Functional $\small \mathcal{D(R,O)}$ Grasp:
A Language-Guided
Cross-Embodiment
Functional Dexterous Grasping

Wanqi Zhong1, Zhixuan Xu2, Chongkai Gao2, Zhaoyu Mu2, Yunfan Lou2, Lin Shao2
1Harbin Institute of Technology
2National University of Singapore

Abstract

Functional dexterous grasping is a challenging capability essential for robots to achieve intent-aligned interactions with objects. Existing methods primarily focus on grasp stability without addressing functional intent. In this work, we present Functional $\mathcal{D(R,O)}$ Grasp, a language-guided framework that enables intent-aligned grasp generation while ensuring cross-platform adaptability.
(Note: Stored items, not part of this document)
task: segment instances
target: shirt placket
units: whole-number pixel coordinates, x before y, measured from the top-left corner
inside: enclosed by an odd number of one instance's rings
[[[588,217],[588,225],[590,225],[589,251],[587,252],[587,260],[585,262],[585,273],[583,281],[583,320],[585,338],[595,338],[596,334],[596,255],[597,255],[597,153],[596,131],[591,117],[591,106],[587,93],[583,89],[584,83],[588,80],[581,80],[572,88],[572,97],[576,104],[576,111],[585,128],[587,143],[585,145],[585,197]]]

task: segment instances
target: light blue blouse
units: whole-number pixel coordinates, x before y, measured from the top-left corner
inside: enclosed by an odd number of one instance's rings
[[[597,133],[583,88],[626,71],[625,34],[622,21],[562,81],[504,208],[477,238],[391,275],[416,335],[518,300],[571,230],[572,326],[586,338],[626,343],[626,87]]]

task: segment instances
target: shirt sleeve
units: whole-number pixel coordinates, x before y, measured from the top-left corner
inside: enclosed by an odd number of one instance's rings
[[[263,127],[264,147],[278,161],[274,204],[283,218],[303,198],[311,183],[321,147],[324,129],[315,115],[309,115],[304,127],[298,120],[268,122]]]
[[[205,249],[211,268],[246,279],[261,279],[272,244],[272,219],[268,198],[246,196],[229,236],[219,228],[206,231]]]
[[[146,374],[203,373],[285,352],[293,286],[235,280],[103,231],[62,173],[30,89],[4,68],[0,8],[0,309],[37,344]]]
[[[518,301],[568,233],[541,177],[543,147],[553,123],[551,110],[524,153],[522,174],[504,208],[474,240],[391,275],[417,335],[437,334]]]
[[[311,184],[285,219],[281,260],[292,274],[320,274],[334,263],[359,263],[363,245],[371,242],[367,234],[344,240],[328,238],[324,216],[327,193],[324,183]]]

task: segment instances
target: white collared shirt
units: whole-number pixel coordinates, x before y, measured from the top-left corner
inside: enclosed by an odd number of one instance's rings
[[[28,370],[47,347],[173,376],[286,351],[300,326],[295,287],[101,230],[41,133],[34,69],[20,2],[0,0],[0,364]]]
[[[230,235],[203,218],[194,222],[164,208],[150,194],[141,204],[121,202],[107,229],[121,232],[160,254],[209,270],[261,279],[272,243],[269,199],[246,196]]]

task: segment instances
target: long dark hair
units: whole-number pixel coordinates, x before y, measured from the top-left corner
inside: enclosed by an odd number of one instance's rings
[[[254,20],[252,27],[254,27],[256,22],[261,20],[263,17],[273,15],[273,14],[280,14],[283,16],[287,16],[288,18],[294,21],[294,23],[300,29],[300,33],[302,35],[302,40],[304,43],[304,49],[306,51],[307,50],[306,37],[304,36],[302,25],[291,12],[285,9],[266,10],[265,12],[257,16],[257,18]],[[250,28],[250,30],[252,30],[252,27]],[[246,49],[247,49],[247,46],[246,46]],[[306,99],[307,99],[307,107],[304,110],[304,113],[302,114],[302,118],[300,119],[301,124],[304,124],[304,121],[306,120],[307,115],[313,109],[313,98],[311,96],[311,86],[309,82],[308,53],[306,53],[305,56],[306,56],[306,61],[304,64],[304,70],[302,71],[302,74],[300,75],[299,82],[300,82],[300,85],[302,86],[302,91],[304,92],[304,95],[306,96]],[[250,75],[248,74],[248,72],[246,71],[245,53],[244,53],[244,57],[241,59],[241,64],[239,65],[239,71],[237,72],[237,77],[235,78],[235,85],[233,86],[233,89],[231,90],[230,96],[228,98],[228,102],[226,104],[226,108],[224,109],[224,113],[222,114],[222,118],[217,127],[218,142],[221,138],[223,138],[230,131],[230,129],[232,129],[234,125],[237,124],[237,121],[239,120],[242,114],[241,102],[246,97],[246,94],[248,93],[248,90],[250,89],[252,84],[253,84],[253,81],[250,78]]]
We learn platform-agnostic intermediate representations that enable translation from functional grasp language input to execution across different robotic hands. This framework generates appropriate grasps for objects based on their intended use, covering multiple functional requirements (use, hold, handover, liftup). We demonstrate that our approach achieves a 75.1% success rate in simulation on unseen objects, significantly outperforming baselines. Real-world experiments with the LeapHand platform further validate our approach. Our work bridges the gap between functional intent and cross-platform dexterous execution, enabling robots to perform purposeful grasps with a single unified model.

Pipeline Overview

Overview of D(R,O) Grasp framework
Overview of our Functional $\mathcal{D(R,O)}$ Grasp framework.
Left: Language-Conditioned Interaction Synthesis translates functional instructions into wrist poses and contact anchor points via a diffusion model.
Right: Platform-Agnostic Grasp Refinement converts these interaction elements into a unified hand-object distance representation to generate precise joint configurations across different robotic hands.